4. There are no children in the family to buy for. (They would be the exception to the no present rule if there were).

Christmas can cause so much heartache for so many, pushing people into debt they could well do without. It’s best to be upfront at the outset.

Floradora9 Wed 26-Oct-22 21:23:00

We have had gifts for the children only for a few years now and I love it. I hated looking for suitable gifts for people who really did not need anything . I would put aletter in with the presents saying this would be the last year you would exchange presents and leave it at that.

greenlady102 Fri 28-Oct-22 11:55:45

MawtheMerrier

Please, please can we say giving .
This tendency to turn nouns into verbs is really annoying - eg medalling, podiuming etc!

my words my choice

ParlorGames Fri 28-Oct-22 12:01:23

We stopped all this years ago. The Grandchildren receive a present in line with the allocated budget or cash if they prefer - two are saving for expensive musical instruments - we do not buy for adults and this year we are not buying for each other either.

We are having lunch in December with three very close friends and I am making them something that I know they will use and appreciate - certainly won't be costing us £300 either.
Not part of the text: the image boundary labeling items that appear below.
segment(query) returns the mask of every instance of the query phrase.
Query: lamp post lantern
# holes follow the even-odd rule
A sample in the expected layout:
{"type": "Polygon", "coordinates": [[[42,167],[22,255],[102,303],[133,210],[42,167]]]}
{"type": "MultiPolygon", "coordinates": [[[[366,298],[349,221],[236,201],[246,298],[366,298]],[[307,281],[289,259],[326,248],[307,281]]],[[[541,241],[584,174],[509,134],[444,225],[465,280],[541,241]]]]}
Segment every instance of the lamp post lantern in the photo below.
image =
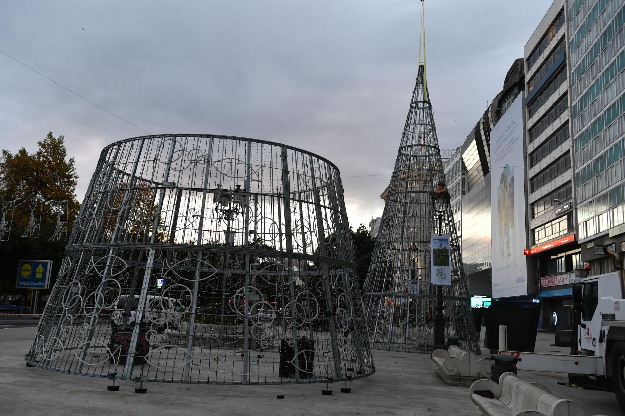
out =
{"type": "MultiPolygon", "coordinates": [[[[442,234],[442,214],[448,209],[449,204],[449,193],[445,189],[445,182],[440,181],[438,182],[438,189],[432,194],[432,203],[434,211],[438,214],[438,234],[442,234]]],[[[442,305],[442,287],[436,286],[436,306],[434,307],[434,348],[445,348],[445,315],[443,314],[444,307],[442,305]]]]}

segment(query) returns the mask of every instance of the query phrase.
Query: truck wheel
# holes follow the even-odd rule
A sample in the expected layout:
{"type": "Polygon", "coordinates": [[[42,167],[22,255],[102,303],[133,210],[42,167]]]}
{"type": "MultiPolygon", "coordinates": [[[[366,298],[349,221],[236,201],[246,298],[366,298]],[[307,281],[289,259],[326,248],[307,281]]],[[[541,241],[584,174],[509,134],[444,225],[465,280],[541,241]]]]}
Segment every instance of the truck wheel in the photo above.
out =
{"type": "Polygon", "coordinates": [[[617,342],[612,354],[612,384],[616,401],[625,412],[625,342],[617,342]]]}

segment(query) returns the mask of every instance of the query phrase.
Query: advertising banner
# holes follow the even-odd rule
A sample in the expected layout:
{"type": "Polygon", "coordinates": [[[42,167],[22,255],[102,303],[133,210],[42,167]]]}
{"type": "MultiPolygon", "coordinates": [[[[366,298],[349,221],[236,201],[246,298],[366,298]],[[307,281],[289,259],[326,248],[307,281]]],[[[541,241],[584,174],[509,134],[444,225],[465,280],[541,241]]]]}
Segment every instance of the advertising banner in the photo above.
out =
{"type": "Polygon", "coordinates": [[[451,285],[449,236],[432,235],[431,247],[432,284],[449,286],[451,285]]]}
{"type": "Polygon", "coordinates": [[[522,94],[491,132],[492,297],[528,294],[522,94]]]}
{"type": "Polygon", "coordinates": [[[584,279],[583,277],[575,275],[575,272],[570,272],[565,274],[559,274],[556,276],[549,276],[549,277],[542,277],[541,278],[541,287],[559,286],[571,283],[581,283],[584,281],[584,279]]]}

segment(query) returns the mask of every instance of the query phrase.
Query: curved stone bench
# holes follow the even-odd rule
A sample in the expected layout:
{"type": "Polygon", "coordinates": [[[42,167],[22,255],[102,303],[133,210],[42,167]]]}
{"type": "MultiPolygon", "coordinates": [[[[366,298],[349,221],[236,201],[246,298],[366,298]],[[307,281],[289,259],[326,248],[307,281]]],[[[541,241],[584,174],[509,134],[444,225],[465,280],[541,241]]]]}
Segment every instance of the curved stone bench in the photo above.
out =
{"type": "Polygon", "coordinates": [[[478,380],[471,384],[471,399],[484,415],[489,416],[584,416],[576,403],[558,399],[538,383],[528,383],[514,373],[504,373],[498,384],[490,380],[478,380]],[[489,390],[494,399],[483,397],[473,392],[489,390]]]}
{"type": "Polygon", "coordinates": [[[449,347],[449,351],[436,350],[432,353],[432,359],[438,365],[436,372],[450,385],[468,387],[476,380],[491,378],[492,361],[478,360],[472,352],[456,345],[449,347]]]}

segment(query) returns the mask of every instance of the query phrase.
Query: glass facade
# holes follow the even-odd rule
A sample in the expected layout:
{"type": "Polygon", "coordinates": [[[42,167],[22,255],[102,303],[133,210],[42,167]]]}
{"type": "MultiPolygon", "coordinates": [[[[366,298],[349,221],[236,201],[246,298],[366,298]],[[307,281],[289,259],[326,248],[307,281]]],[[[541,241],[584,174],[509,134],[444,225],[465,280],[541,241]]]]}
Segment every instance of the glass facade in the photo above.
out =
{"type": "Polygon", "coordinates": [[[537,245],[571,232],[571,214],[557,218],[532,230],[532,245],[537,245]]]}
{"type": "Polygon", "coordinates": [[[529,181],[530,191],[536,192],[569,169],[571,169],[571,155],[567,152],[549,166],[539,172],[529,181]]]}
{"type": "Polygon", "coordinates": [[[528,136],[529,141],[533,142],[541,133],[547,129],[547,127],[556,121],[562,113],[569,107],[568,95],[565,94],[556,102],[556,104],[546,112],[541,118],[538,119],[534,125],[528,129],[528,136]]]}
{"type": "Polygon", "coordinates": [[[532,218],[536,218],[545,212],[555,210],[561,205],[569,202],[572,197],[573,187],[569,182],[532,204],[530,215],[532,218]],[[556,202],[556,199],[560,202],[556,202]]]}
{"type": "Polygon", "coordinates": [[[549,29],[547,29],[547,32],[542,36],[542,39],[541,39],[538,46],[534,49],[532,53],[529,54],[529,56],[528,57],[528,71],[534,67],[534,65],[538,61],[538,58],[540,57],[541,54],[544,52],[544,50],[547,48],[547,46],[551,42],[554,36],[556,36],[556,34],[558,33],[558,31],[560,30],[560,27],[564,24],[564,11],[562,10],[558,15],[558,17],[556,17],[556,19],[551,24],[551,26],[549,26],[549,29]]]}
{"type": "Polygon", "coordinates": [[[571,137],[568,122],[564,123],[550,136],[535,151],[529,154],[529,167],[534,167],[539,162],[551,154],[561,144],[569,141],[571,137]]]}
{"type": "Polygon", "coordinates": [[[462,198],[462,262],[467,275],[491,267],[491,176],[462,198]]]}
{"type": "Polygon", "coordinates": [[[571,17],[571,107],[578,238],[623,224],[625,6],[576,0],[571,17]]]}

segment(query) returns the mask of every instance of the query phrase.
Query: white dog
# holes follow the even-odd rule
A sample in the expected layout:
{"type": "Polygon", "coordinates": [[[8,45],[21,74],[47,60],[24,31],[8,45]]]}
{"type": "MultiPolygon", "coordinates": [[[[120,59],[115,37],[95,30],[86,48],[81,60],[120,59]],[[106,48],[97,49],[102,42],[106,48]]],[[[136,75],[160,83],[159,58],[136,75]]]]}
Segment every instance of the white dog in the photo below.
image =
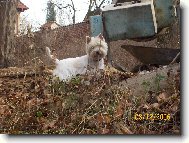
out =
{"type": "Polygon", "coordinates": [[[58,60],[51,55],[50,49],[46,47],[47,55],[56,65],[53,75],[63,81],[70,80],[78,74],[85,74],[87,70],[104,69],[104,58],[107,55],[107,51],[108,45],[101,34],[96,37],[86,37],[87,55],[81,57],[58,60]]]}

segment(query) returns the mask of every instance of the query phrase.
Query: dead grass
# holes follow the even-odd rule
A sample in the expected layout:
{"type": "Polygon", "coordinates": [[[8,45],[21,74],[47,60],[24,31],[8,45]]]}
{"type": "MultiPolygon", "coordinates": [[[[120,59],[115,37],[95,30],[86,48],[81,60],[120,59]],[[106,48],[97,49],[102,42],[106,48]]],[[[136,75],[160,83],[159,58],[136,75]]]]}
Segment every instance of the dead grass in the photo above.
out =
{"type": "Polygon", "coordinates": [[[140,96],[119,84],[132,76],[108,69],[68,83],[46,73],[0,77],[0,133],[180,134],[179,72],[165,81],[169,88],[147,84],[140,96]]]}

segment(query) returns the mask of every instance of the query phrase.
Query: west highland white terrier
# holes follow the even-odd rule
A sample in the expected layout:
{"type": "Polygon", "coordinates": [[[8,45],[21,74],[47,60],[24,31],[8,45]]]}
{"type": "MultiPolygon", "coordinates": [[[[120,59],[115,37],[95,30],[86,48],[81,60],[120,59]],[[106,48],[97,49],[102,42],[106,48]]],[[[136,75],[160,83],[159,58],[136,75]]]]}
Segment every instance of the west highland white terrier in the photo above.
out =
{"type": "Polygon", "coordinates": [[[67,58],[58,60],[48,47],[46,47],[47,55],[55,63],[53,76],[59,77],[60,80],[69,81],[76,75],[84,75],[87,71],[95,72],[104,69],[104,58],[108,52],[108,45],[102,34],[96,37],[86,37],[86,55],[76,58],[67,58]]]}

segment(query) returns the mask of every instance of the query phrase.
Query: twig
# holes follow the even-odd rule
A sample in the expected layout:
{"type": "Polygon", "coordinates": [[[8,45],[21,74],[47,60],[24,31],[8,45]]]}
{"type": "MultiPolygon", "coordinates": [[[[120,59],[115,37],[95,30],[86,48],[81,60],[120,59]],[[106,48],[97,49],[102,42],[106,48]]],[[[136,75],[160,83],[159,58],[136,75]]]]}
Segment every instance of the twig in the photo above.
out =
{"type": "Polygon", "coordinates": [[[172,60],[172,62],[169,65],[174,64],[179,56],[180,56],[180,52],[176,55],[176,57],[172,60]]]}

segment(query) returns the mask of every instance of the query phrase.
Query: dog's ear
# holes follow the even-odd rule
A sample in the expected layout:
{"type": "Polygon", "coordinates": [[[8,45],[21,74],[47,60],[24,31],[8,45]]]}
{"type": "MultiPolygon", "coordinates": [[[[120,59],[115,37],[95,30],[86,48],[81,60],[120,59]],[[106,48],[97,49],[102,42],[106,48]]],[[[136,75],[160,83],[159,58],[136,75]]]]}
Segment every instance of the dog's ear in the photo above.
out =
{"type": "Polygon", "coordinates": [[[91,37],[86,36],[86,42],[87,42],[87,44],[88,44],[90,41],[91,41],[91,37]]]}
{"type": "Polygon", "coordinates": [[[100,38],[100,40],[105,41],[105,39],[104,39],[104,37],[103,37],[102,33],[100,33],[100,34],[98,35],[98,37],[100,38]]]}

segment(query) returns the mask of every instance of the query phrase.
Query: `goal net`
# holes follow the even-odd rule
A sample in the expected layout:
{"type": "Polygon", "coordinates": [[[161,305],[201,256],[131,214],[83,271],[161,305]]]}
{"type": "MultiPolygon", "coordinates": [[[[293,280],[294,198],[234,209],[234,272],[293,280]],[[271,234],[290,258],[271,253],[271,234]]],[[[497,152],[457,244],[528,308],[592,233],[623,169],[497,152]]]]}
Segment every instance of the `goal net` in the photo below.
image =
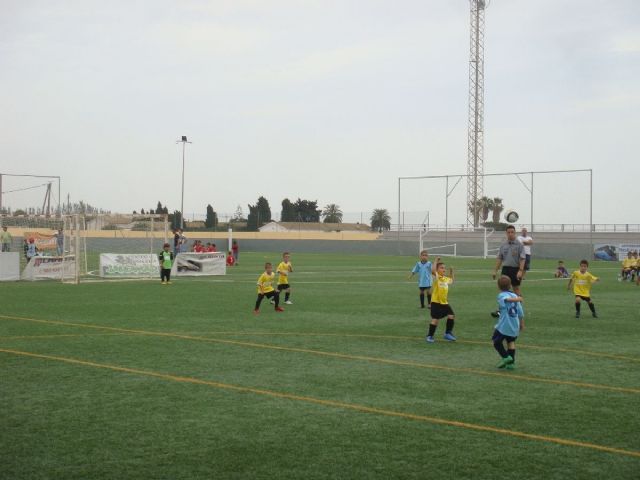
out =
{"type": "Polygon", "coordinates": [[[166,215],[5,215],[0,222],[0,279],[5,269],[19,270],[21,280],[69,283],[155,278],[169,236],[166,215]]]}

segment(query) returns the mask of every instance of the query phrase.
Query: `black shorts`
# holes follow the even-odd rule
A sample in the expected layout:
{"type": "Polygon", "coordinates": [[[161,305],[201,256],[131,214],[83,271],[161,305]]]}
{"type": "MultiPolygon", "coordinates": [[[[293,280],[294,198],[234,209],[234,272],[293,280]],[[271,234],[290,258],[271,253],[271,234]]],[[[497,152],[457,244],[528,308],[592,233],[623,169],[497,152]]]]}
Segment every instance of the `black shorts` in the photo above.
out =
{"type": "Polygon", "coordinates": [[[511,279],[511,285],[514,287],[520,286],[520,280],[518,279],[518,271],[520,267],[502,267],[502,275],[506,275],[511,279]]]}
{"type": "Polygon", "coordinates": [[[515,342],[516,338],[518,337],[510,337],[509,335],[503,335],[496,329],[493,331],[493,336],[491,337],[491,340],[493,340],[494,342],[502,342],[503,340],[506,340],[507,342],[515,342]]]}
{"type": "Polygon", "coordinates": [[[449,305],[448,303],[431,302],[431,318],[440,320],[441,318],[447,317],[449,315],[455,315],[453,313],[451,305],[449,305]]]}

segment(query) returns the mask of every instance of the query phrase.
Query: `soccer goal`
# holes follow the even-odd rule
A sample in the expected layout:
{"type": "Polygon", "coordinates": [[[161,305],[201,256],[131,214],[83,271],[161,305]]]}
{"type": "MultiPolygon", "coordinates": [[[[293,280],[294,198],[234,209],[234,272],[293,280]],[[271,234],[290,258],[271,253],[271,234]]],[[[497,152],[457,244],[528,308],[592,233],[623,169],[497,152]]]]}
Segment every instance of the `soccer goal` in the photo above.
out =
{"type": "Polygon", "coordinates": [[[5,215],[0,222],[10,238],[2,263],[21,280],[154,278],[169,237],[167,215],[5,215]]]}

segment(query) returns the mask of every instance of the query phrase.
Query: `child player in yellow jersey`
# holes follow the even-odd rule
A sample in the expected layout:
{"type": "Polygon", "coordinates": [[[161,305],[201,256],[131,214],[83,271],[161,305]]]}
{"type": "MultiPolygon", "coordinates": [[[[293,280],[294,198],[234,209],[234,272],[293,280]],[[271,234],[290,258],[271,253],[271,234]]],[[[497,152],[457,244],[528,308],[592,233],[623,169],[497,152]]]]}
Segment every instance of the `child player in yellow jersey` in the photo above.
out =
{"type": "Polygon", "coordinates": [[[158,261],[160,262],[160,283],[162,285],[171,284],[171,267],[173,266],[173,252],[169,250],[168,243],[163,245],[162,251],[158,255],[158,261]]]}
{"type": "Polygon", "coordinates": [[[633,258],[633,252],[629,251],[627,253],[627,258],[622,260],[622,270],[620,271],[620,276],[622,280],[631,280],[634,264],[635,264],[635,260],[633,258]]]}
{"type": "Polygon", "coordinates": [[[587,268],[589,268],[589,262],[580,260],[580,270],[576,270],[571,274],[567,285],[567,290],[569,290],[573,284],[573,294],[576,296],[576,318],[580,318],[580,304],[582,300],[589,305],[589,310],[591,310],[593,318],[598,318],[596,307],[591,301],[591,284],[597,282],[598,277],[587,272],[587,268]]]}
{"type": "Polygon", "coordinates": [[[289,273],[293,272],[293,266],[291,265],[291,254],[284,252],[282,254],[282,261],[278,264],[278,292],[282,293],[284,290],[284,303],[287,305],[293,305],[293,302],[289,300],[291,297],[291,285],[289,285],[289,273]]]}
{"type": "Polygon", "coordinates": [[[278,305],[280,303],[280,294],[273,288],[273,281],[276,274],[273,273],[273,266],[267,262],[264,264],[264,272],[258,277],[258,298],[253,313],[260,313],[260,303],[264,297],[273,298],[276,305],[276,312],[284,312],[284,309],[278,305]]]}
{"type": "Polygon", "coordinates": [[[433,335],[438,328],[438,321],[441,318],[447,317],[447,326],[444,331],[444,339],[450,342],[455,342],[456,337],[453,336],[453,322],[455,320],[455,314],[451,305],[449,305],[449,285],[453,283],[453,268],[449,268],[449,276],[445,276],[444,263],[440,261],[440,258],[436,258],[436,264],[433,267],[433,291],[431,294],[431,323],[429,324],[429,331],[427,343],[433,343],[433,335]]]}

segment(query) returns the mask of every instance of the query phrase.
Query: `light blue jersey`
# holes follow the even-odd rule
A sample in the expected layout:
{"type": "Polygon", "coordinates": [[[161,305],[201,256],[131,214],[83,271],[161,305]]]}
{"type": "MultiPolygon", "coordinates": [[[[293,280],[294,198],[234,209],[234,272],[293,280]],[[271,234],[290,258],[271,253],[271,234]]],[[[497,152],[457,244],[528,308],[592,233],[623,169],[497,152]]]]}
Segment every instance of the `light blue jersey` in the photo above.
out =
{"type": "Polygon", "coordinates": [[[431,269],[433,265],[431,262],[427,261],[425,263],[417,262],[411,273],[418,274],[418,287],[420,288],[431,288],[433,277],[431,276],[431,269]]]}
{"type": "Polygon", "coordinates": [[[524,310],[520,302],[505,302],[507,298],[514,298],[513,292],[500,292],[498,294],[498,310],[500,318],[496,323],[496,330],[507,337],[517,337],[520,333],[520,319],[524,317],[524,310]]]}

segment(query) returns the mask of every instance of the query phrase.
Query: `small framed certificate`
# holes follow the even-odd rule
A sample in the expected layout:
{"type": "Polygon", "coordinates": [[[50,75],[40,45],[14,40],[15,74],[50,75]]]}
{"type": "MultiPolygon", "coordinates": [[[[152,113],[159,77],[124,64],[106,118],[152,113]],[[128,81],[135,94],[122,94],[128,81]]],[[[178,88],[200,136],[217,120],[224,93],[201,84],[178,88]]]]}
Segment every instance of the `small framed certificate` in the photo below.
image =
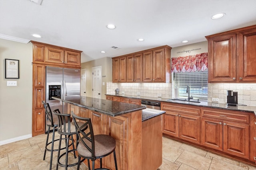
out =
{"type": "Polygon", "coordinates": [[[20,78],[19,60],[5,59],[5,78],[20,78]]]}

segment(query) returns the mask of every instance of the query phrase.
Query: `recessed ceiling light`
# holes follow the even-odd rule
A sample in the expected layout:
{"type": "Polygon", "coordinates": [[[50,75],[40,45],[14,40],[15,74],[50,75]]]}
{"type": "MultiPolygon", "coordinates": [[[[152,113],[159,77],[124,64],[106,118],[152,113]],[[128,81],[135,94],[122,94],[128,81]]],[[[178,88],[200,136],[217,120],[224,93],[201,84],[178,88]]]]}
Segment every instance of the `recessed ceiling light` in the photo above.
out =
{"type": "Polygon", "coordinates": [[[212,20],[217,20],[217,19],[220,18],[221,18],[224,16],[226,15],[225,13],[219,13],[214,15],[212,16],[212,20]]]}
{"type": "Polygon", "coordinates": [[[33,34],[32,36],[36,38],[41,38],[42,37],[41,35],[38,34],[33,34]]]}
{"type": "Polygon", "coordinates": [[[181,41],[182,43],[187,43],[188,42],[188,40],[184,40],[181,41]]]}
{"type": "Polygon", "coordinates": [[[107,25],[107,28],[110,29],[114,29],[116,27],[116,26],[113,24],[108,24],[107,25]]]}

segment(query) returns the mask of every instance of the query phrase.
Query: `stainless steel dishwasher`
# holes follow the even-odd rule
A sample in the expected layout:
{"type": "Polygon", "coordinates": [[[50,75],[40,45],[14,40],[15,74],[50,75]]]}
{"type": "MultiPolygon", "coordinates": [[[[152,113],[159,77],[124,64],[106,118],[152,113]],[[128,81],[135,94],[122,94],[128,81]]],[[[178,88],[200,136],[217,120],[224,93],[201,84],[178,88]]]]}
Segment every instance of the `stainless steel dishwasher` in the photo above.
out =
{"type": "Polygon", "coordinates": [[[143,106],[149,108],[150,109],[160,110],[160,102],[156,102],[149,101],[147,100],[141,100],[141,106],[143,106]]]}

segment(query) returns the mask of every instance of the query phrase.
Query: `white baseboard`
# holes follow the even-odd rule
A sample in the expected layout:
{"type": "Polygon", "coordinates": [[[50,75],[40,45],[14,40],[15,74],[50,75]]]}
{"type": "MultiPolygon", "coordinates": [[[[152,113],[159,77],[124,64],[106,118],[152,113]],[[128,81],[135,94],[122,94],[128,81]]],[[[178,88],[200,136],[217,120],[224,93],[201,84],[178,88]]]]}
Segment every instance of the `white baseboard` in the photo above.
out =
{"type": "Polygon", "coordinates": [[[26,135],[24,136],[22,136],[18,137],[15,137],[14,138],[10,139],[9,139],[5,140],[4,141],[0,141],[0,146],[3,145],[7,144],[8,143],[11,143],[12,142],[16,142],[17,141],[20,141],[21,140],[26,139],[30,138],[32,137],[32,134],[30,134],[26,135]]]}

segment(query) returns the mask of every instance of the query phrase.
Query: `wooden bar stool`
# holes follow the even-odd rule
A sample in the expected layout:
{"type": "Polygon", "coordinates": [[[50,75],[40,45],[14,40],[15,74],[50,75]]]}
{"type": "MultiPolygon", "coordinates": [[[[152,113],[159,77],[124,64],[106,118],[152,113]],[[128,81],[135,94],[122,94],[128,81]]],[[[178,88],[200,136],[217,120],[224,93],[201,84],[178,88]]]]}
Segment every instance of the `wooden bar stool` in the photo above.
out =
{"type": "Polygon", "coordinates": [[[102,158],[112,153],[114,153],[116,170],[117,170],[116,156],[116,140],[107,135],[97,135],[93,133],[92,125],[90,118],[81,117],[71,111],[72,117],[76,126],[77,132],[77,148],[78,154],[77,170],[79,169],[80,164],[87,159],[89,170],[91,170],[89,160],[92,162],[92,170],[94,170],[95,161],[100,159],[100,168],[98,170],[107,170],[109,169],[102,167],[102,158]],[[84,123],[81,125],[81,121],[84,123]],[[84,127],[88,126],[89,129],[84,131],[84,127]],[[83,159],[81,160],[81,158],[83,159]]]}

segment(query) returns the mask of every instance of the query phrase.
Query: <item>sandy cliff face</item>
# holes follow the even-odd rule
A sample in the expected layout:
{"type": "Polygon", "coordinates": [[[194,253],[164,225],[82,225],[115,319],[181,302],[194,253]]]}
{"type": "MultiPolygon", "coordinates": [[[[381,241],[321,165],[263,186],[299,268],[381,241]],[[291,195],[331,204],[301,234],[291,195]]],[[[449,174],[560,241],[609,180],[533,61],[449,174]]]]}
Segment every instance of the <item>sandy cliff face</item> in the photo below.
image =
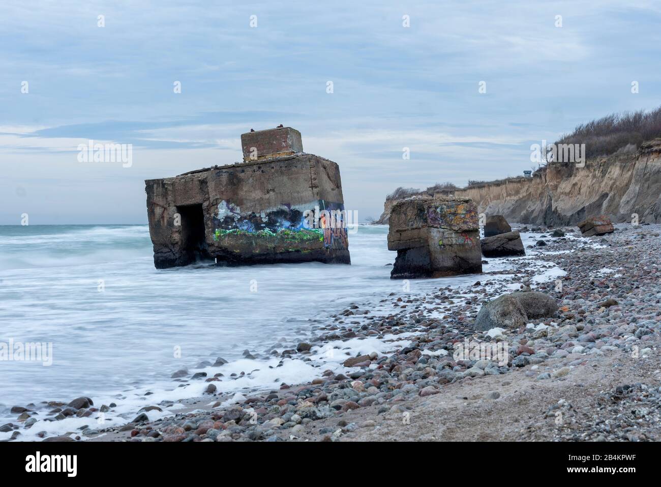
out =
{"type": "MultiPolygon", "coordinates": [[[[631,222],[635,213],[641,223],[661,222],[661,139],[636,154],[588,160],[584,167],[551,163],[531,179],[453,194],[473,199],[481,213],[502,214],[510,222],[570,225],[595,214],[631,222]]],[[[386,200],[379,223],[387,223],[395,202],[386,200]]]]}

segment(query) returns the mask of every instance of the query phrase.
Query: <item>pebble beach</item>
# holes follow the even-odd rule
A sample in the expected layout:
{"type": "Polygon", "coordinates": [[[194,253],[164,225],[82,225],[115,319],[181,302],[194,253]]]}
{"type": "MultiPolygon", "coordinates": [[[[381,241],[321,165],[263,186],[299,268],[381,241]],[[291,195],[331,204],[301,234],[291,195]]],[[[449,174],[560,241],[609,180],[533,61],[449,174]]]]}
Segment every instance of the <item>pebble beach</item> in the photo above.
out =
{"type": "Polygon", "coordinates": [[[470,285],[444,285],[438,279],[436,290],[420,294],[403,284],[401,292],[378,303],[339,308],[305,339],[244,352],[268,357],[264,366],[276,371],[293,357],[309,363],[318,369],[311,381],[221,394],[218,382],[251,371],[231,371],[219,357],[200,371],[172,371],[174,387],[208,383],[202,396],[176,407],[171,401],[149,404],[124,425],[104,427],[102,414],[116,404],[80,397],[16,405],[16,421],[0,431],[20,440],[26,429],[38,429],[40,418],[77,416],[102,420],[97,427],[37,436],[169,442],[661,439],[661,225],[618,224],[613,233],[590,238],[575,227],[519,230],[526,256],[486,259],[470,285]],[[520,290],[550,296],[557,310],[516,328],[476,327],[486,302],[520,290]],[[379,344],[375,349],[373,342],[379,344]],[[489,344],[504,355],[458,354],[468,343],[489,344]],[[341,367],[324,367],[325,357],[345,347],[353,355],[341,367]]]}

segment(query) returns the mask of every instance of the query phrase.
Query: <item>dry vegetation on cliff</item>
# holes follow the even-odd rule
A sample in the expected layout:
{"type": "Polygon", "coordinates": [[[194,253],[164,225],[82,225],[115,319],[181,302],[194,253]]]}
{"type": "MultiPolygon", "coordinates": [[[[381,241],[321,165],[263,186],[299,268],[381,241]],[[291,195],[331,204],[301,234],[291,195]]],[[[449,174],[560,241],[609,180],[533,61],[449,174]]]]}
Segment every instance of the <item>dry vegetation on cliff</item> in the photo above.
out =
{"type": "Polygon", "coordinates": [[[635,152],[646,140],[661,137],[661,107],[625,112],[581,124],[556,144],[584,144],[588,158],[635,152]]]}

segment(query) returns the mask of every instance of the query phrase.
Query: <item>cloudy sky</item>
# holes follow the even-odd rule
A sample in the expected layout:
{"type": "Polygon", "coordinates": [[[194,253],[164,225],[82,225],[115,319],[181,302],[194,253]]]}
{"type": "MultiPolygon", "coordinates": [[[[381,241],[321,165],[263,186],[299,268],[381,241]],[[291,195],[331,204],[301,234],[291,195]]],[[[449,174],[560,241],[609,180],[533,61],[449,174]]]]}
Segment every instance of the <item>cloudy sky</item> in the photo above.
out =
{"type": "Polygon", "coordinates": [[[3,0],[0,224],[146,222],[144,179],[281,123],[361,220],[398,186],[520,174],[531,144],[661,105],[660,23],[653,0],[3,0]],[[132,165],[79,161],[90,139],[132,165]]]}

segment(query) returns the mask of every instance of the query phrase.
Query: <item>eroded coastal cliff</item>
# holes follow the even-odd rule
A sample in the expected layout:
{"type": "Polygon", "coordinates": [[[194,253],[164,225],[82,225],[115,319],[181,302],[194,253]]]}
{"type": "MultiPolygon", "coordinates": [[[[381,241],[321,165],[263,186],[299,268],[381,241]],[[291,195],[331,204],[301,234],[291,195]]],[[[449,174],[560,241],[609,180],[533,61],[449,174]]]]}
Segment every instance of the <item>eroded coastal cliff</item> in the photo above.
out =
{"type": "MultiPolygon", "coordinates": [[[[583,167],[551,163],[531,177],[485,183],[457,189],[421,191],[427,196],[473,200],[480,213],[501,214],[508,221],[536,225],[573,225],[594,214],[615,222],[661,222],[661,138],[635,152],[588,159],[583,167]]],[[[392,206],[386,199],[377,223],[387,224],[392,206]]]]}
Madwoman11 Fri 28-Oct-22 12:02:06

I just told all my friends and distant family I was stopping giving Christmas gifts several years ago. Most of them were relieved.
I exchange gifts with children and grandchildren only. Basically I can't be bothered anymore and most people have everything they need

ScrimpingBy Fri 28-Oct-22 12:08:21

"Please, please can we say giving .
This tendency to turn nouns into verbs is really annoying - eg medalling, podiuming etc!"

Please, please can we stop correcting how posters express themselves? This tendency to police the grammar, terminology and chosen expressions of posters is really annoying, particularly when we have no idea of their background or country of origin. And it's very rude and bad mannered.

dogsmother Fri 28-Oct-22 12:08:44

We do secret Santa amongst our family here and it works best.
£100 limit ( raised this year)
One gift each and we also put a wish list in too so that we get something that we might actually want.
Fact is we would spend a whole lot more and the gifts would most likely be unwanted and stuffed in drawers to later be recycled. It really is win win.

Blinko Fri 28-Oct-22 12:19:58

We agreed some time ago that adults would each receive a secret santa with a budget max set in advance and kids would get a present each. I thought this worked well.

This year, however, my SS was one of the GKs. So I end up buying a gift for each child plus a SS for my nominee.

I'm trying to work out how it works as the GKs wouldn't be expected to buy for one of the adults (surely).

It's doing my feeble brain in.. How can SS be so complicated? Maybe it's just me.

Theoddbird Fri 28-Oct-22 12:21:50

Mawthemerrier that was totally out of order to correct original posters grammar. I think you should apologise.